Alles weitere wäre bisher weder von meinem Exmann (über seinen Anwalt) noch über mich "in Auftrag gegeben worden".
Jetzt bin ich sprachlos, da wir explizit darüber gesprochen haben (da wir andernfalls ja tatsächlich einen gemeinsamen Anwalt hätten nehmen können, wenn eh nichts für meine Belange geklärt wird).

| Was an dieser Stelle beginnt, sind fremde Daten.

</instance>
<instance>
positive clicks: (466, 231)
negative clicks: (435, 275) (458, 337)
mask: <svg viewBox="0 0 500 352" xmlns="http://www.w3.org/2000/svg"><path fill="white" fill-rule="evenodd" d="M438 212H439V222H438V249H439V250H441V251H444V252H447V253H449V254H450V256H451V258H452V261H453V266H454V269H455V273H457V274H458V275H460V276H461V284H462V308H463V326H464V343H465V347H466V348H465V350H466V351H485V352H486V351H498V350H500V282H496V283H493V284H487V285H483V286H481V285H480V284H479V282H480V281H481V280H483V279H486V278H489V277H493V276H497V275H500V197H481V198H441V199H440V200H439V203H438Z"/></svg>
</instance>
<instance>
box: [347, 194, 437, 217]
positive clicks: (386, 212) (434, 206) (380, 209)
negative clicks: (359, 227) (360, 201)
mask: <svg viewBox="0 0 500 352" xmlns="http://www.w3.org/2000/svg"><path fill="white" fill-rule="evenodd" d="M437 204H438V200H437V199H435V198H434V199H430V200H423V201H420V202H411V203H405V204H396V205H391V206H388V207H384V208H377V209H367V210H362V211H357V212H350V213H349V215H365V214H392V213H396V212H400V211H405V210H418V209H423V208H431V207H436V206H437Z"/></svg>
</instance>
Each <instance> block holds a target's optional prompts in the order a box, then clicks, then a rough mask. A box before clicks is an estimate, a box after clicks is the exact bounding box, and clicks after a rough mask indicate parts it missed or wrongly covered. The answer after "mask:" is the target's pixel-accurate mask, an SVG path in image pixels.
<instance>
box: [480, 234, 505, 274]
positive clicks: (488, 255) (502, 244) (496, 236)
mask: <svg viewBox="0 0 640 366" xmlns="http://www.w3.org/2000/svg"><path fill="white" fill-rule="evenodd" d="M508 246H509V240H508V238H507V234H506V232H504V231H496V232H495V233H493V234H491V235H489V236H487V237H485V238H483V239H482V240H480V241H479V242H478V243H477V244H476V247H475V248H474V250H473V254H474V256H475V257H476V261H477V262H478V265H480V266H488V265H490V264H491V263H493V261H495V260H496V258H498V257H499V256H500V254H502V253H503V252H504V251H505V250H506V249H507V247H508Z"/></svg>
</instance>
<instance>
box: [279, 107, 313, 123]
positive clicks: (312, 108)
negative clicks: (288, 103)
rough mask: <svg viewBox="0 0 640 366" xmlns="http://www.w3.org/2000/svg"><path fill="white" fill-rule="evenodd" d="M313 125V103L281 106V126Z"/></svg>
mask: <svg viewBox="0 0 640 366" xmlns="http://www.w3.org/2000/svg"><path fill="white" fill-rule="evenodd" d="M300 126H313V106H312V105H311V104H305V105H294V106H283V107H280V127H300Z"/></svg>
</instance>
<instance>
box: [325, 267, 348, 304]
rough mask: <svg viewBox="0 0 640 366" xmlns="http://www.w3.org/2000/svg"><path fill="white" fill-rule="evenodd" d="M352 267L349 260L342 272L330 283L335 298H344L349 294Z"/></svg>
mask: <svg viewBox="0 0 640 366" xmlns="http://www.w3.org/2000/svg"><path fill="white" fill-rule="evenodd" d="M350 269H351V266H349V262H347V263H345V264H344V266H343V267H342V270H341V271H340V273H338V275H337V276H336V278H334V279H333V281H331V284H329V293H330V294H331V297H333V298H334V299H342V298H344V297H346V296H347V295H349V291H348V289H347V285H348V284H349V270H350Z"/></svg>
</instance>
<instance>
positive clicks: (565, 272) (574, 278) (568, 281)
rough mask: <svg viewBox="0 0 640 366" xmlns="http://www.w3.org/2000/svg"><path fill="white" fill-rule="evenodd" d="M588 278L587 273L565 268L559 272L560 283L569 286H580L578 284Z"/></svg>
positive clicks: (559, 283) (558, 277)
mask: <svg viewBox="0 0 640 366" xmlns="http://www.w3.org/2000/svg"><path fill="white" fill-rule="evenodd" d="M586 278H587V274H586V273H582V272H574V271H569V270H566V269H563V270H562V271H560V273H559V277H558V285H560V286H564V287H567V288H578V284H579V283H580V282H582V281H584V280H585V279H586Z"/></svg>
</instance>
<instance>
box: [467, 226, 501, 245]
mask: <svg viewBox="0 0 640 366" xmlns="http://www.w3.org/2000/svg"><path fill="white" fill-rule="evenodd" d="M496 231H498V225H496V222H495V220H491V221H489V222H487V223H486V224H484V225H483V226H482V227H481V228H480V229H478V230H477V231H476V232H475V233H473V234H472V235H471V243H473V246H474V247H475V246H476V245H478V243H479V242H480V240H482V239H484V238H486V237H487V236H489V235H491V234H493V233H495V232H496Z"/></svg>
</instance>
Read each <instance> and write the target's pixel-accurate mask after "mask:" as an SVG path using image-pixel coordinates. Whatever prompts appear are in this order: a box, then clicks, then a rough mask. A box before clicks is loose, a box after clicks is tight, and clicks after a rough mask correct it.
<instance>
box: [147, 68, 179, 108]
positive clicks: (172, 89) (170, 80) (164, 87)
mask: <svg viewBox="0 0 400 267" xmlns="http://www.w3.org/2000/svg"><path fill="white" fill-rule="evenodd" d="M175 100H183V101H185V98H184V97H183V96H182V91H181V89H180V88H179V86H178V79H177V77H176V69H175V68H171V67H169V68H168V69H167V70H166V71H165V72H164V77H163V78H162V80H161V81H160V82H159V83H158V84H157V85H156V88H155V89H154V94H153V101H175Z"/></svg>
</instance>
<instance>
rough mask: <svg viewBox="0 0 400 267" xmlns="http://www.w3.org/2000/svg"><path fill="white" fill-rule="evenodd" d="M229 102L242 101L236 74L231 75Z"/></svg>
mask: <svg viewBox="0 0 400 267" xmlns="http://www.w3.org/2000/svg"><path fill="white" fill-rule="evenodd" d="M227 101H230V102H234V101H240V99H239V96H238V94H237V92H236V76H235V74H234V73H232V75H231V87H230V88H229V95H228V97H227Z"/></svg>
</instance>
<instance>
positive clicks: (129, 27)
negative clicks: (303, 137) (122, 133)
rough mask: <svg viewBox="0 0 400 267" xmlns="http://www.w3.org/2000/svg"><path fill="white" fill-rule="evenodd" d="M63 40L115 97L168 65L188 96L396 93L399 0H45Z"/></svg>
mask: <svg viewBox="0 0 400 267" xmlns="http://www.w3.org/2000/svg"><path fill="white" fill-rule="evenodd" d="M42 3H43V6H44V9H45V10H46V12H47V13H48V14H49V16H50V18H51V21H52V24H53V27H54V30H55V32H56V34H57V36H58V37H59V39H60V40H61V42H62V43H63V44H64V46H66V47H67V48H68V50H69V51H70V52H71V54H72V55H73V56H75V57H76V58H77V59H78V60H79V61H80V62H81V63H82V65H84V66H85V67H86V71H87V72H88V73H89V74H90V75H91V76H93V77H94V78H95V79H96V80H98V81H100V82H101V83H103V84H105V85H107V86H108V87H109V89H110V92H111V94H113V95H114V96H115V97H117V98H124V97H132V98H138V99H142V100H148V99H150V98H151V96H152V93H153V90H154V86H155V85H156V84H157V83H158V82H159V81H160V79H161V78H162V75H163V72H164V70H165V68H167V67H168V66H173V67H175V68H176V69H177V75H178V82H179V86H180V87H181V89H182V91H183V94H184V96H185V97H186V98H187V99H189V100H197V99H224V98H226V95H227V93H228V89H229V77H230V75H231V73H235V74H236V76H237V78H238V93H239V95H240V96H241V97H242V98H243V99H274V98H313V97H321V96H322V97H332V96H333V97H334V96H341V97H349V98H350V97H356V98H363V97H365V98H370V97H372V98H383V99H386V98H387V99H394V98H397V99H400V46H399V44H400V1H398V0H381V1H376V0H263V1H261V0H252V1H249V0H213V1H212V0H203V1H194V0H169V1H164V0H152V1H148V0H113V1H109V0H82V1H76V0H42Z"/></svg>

Nun ja, es ist wie es ist. Lässt sich jetzt in der Kürze der Zeit nicht mehr ändern.
Ich bin mittlerweile an einem Punkt, wo ich eigentlich nur noch Ruhe möchte.
Trotzdem lässt es mich nicht los... Ich fühle mich ungerecht behandelt. Ich bin enttäuscht. Es fühlt sich wieder nach Versagen an und das auf ganzer Linie.
Jetzt auch noch vor Gericht.
Versteht mich bitte nicht falsch:
Ich möchte nichts, was mir nicht zusteht. Ich kann unser Leben auch alleine stemmen (wobei ich im Gegensatz zu ihm nicht wie früher weiter machen kann). Einzig und allein ein kleiner Dämpfer, dass er nicht mit allem durchkommt, das hätte ich mir gewünscht.
Fühle mich einfach wie ein kleines Kind, vor vollendete Tatsachen gestellt

Ich werde zum Termin allein hingehen und weiß schon jetzt, dass die "Gegenseite" vollumfänglich erscheinen wird. Das macht es auch nicht besser.
Ich weiß, das es mir gelingen wird, nach außen gefasst und sortiert zu wirken. Aber innerlich bin ich völlig überfordert.